Pearl was counting her own heartbeats the moment her mother’s stopped. She could not forget that. And the number: one hundred and eleven. The world stopped turning, the air became still in the room despite the window being open. The light dimmed as if night was settling in. Her mother’s eyes were closed and her chest no longer rose and fell. No small sounds came from her mouth. Nothing stirred around her. Even the dust motes hung, suspended in the air.
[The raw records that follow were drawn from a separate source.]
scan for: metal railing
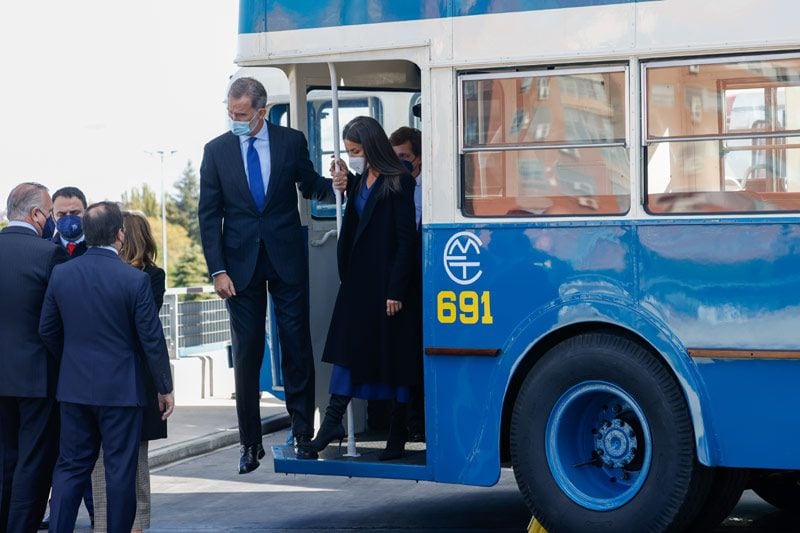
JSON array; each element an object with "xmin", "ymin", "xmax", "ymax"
[{"xmin": 159, "ymin": 286, "xmax": 231, "ymax": 359}]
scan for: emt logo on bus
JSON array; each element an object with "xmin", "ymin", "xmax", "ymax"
[{"xmin": 444, "ymin": 231, "xmax": 483, "ymax": 285}]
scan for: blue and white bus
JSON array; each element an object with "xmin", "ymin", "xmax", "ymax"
[{"xmin": 237, "ymin": 0, "xmax": 800, "ymax": 531}]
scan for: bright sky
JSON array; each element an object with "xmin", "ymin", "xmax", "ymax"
[{"xmin": 0, "ymin": 0, "xmax": 238, "ymax": 212}]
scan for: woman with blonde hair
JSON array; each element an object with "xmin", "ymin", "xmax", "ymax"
[{"xmin": 92, "ymin": 211, "xmax": 167, "ymax": 533}]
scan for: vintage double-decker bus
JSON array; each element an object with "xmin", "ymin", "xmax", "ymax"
[{"xmin": 237, "ymin": 0, "xmax": 800, "ymax": 531}]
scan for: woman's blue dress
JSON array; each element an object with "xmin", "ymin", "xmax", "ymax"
[{"xmin": 329, "ymin": 180, "xmax": 411, "ymax": 403}]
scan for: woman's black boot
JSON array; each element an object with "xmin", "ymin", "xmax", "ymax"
[
  {"xmin": 309, "ymin": 394, "xmax": 350, "ymax": 452},
  {"xmin": 379, "ymin": 402, "xmax": 408, "ymax": 461}
]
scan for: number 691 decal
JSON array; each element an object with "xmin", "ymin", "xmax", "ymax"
[{"xmin": 436, "ymin": 291, "xmax": 494, "ymax": 324}]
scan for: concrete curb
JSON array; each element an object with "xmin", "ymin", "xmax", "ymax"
[{"xmin": 148, "ymin": 413, "xmax": 291, "ymax": 468}]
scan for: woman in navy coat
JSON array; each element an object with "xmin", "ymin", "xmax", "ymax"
[{"xmin": 312, "ymin": 117, "xmax": 421, "ymax": 460}]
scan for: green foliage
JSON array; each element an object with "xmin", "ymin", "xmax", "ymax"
[
  {"xmin": 170, "ymin": 243, "xmax": 209, "ymax": 287},
  {"xmin": 122, "ymin": 161, "xmax": 210, "ymax": 288},
  {"xmin": 122, "ymin": 183, "xmax": 161, "ymax": 217},
  {"xmin": 167, "ymin": 161, "xmax": 200, "ymax": 246}
]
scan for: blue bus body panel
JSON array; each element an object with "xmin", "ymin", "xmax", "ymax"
[
  {"xmin": 639, "ymin": 219, "xmax": 800, "ymax": 469},
  {"xmin": 239, "ymin": 0, "xmax": 655, "ymax": 34},
  {"xmin": 424, "ymin": 219, "xmax": 800, "ymax": 485}
]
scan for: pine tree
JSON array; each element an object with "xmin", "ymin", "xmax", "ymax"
[
  {"xmin": 167, "ymin": 161, "xmax": 200, "ymax": 246},
  {"xmin": 170, "ymin": 244, "xmax": 208, "ymax": 287},
  {"xmin": 122, "ymin": 183, "xmax": 161, "ymax": 217}
]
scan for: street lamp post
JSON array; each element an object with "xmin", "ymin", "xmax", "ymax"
[{"xmin": 147, "ymin": 150, "xmax": 177, "ymax": 286}]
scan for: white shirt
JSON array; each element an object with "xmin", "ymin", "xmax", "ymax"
[
  {"xmin": 239, "ymin": 120, "xmax": 271, "ymax": 193},
  {"xmin": 414, "ymin": 172, "xmax": 422, "ymax": 228},
  {"xmin": 8, "ymin": 220, "xmax": 39, "ymax": 235},
  {"xmin": 92, "ymin": 246, "xmax": 119, "ymax": 255}
]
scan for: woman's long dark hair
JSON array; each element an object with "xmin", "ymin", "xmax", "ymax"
[{"xmin": 342, "ymin": 117, "xmax": 408, "ymax": 193}]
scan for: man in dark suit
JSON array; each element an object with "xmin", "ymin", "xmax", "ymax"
[
  {"xmin": 389, "ymin": 126, "xmax": 425, "ymax": 442},
  {"xmin": 0, "ymin": 183, "xmax": 67, "ymax": 532},
  {"xmin": 39, "ymin": 202, "xmax": 174, "ymax": 532},
  {"xmin": 53, "ymin": 187, "xmax": 91, "ymax": 258},
  {"xmin": 199, "ymin": 78, "xmax": 346, "ymax": 474},
  {"xmin": 39, "ymin": 187, "xmax": 94, "ymax": 529}
]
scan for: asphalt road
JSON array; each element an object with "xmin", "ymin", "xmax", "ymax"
[{"xmin": 69, "ymin": 432, "xmax": 800, "ymax": 533}]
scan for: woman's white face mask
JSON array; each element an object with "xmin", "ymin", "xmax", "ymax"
[{"xmin": 347, "ymin": 155, "xmax": 367, "ymax": 174}]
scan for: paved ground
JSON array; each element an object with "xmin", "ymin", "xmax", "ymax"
[
  {"xmin": 150, "ymin": 395, "xmax": 286, "ymax": 450},
  {"xmin": 67, "ymin": 431, "xmax": 800, "ymax": 533}
]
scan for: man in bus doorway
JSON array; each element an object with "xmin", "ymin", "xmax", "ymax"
[
  {"xmin": 389, "ymin": 126, "xmax": 425, "ymax": 442},
  {"xmin": 198, "ymin": 78, "xmax": 347, "ymax": 474}
]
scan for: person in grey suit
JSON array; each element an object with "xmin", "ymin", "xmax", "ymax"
[
  {"xmin": 0, "ymin": 183, "xmax": 68, "ymax": 532},
  {"xmin": 198, "ymin": 78, "xmax": 347, "ymax": 474}
]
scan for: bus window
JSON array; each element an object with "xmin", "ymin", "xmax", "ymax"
[
  {"xmin": 644, "ymin": 54, "xmax": 800, "ymax": 214},
  {"xmin": 267, "ymin": 104, "xmax": 289, "ymax": 128},
  {"xmin": 461, "ymin": 68, "xmax": 630, "ymax": 217}
]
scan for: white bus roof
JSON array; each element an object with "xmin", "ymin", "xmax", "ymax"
[{"xmin": 237, "ymin": 0, "xmax": 800, "ymax": 66}]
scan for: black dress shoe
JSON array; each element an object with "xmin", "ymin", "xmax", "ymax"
[
  {"xmin": 256, "ymin": 442, "xmax": 267, "ymax": 461},
  {"xmin": 239, "ymin": 444, "xmax": 264, "ymax": 474},
  {"xmin": 294, "ymin": 435, "xmax": 319, "ymax": 459}
]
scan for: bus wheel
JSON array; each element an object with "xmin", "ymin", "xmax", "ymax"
[
  {"xmin": 511, "ymin": 333, "xmax": 710, "ymax": 532},
  {"xmin": 753, "ymin": 472, "xmax": 800, "ymax": 514}
]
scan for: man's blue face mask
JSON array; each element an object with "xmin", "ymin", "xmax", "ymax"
[
  {"xmin": 228, "ymin": 111, "xmax": 258, "ymax": 135},
  {"xmin": 56, "ymin": 215, "xmax": 83, "ymax": 241},
  {"xmin": 42, "ymin": 215, "xmax": 56, "ymax": 239}
]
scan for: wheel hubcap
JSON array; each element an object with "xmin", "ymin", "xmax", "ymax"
[{"xmin": 545, "ymin": 381, "xmax": 652, "ymax": 511}]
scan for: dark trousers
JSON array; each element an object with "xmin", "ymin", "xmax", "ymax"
[
  {"xmin": 50, "ymin": 402, "xmax": 143, "ymax": 533},
  {"xmin": 0, "ymin": 396, "xmax": 58, "ymax": 533},
  {"xmin": 227, "ymin": 244, "xmax": 314, "ymax": 446}
]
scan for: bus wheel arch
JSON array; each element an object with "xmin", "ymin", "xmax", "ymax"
[
  {"xmin": 500, "ymin": 321, "xmax": 713, "ymax": 465},
  {"xmin": 510, "ymin": 331, "xmax": 711, "ymax": 531}
]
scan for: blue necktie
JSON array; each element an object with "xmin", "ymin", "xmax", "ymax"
[{"xmin": 247, "ymin": 137, "xmax": 266, "ymax": 212}]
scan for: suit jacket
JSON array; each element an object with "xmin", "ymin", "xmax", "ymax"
[
  {"xmin": 198, "ymin": 123, "xmax": 333, "ymax": 290},
  {"xmin": 0, "ymin": 226, "xmax": 67, "ymax": 398},
  {"xmin": 39, "ymin": 248, "xmax": 172, "ymax": 406},
  {"xmin": 52, "ymin": 234, "xmax": 88, "ymax": 259}
]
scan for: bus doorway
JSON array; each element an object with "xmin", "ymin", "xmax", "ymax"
[{"xmin": 242, "ymin": 60, "xmax": 427, "ymax": 479}]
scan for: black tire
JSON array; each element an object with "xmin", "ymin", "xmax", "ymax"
[
  {"xmin": 510, "ymin": 333, "xmax": 710, "ymax": 533},
  {"xmin": 753, "ymin": 472, "xmax": 800, "ymax": 514},
  {"xmin": 688, "ymin": 467, "xmax": 750, "ymax": 533}
]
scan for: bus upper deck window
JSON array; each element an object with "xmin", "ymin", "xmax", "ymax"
[
  {"xmin": 644, "ymin": 57, "xmax": 800, "ymax": 214},
  {"xmin": 461, "ymin": 68, "xmax": 630, "ymax": 216}
]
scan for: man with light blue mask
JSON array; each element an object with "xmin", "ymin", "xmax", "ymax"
[
  {"xmin": 198, "ymin": 78, "xmax": 347, "ymax": 474},
  {"xmin": 53, "ymin": 187, "xmax": 86, "ymax": 259}
]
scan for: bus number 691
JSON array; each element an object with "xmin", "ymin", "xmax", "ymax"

And Pearl’s heart kept beating.
Her father was home when her mother died and said nothing. When the housekeeper and her father’s sister, Aunt Rosa, gently helped Pearl to leave her mother’s side so that her father could be alone with her, she heard him. For the first time, she truly heard him. His cries sounded like one of the great pine trees being felled in the forest. A cracking and splitting of the world.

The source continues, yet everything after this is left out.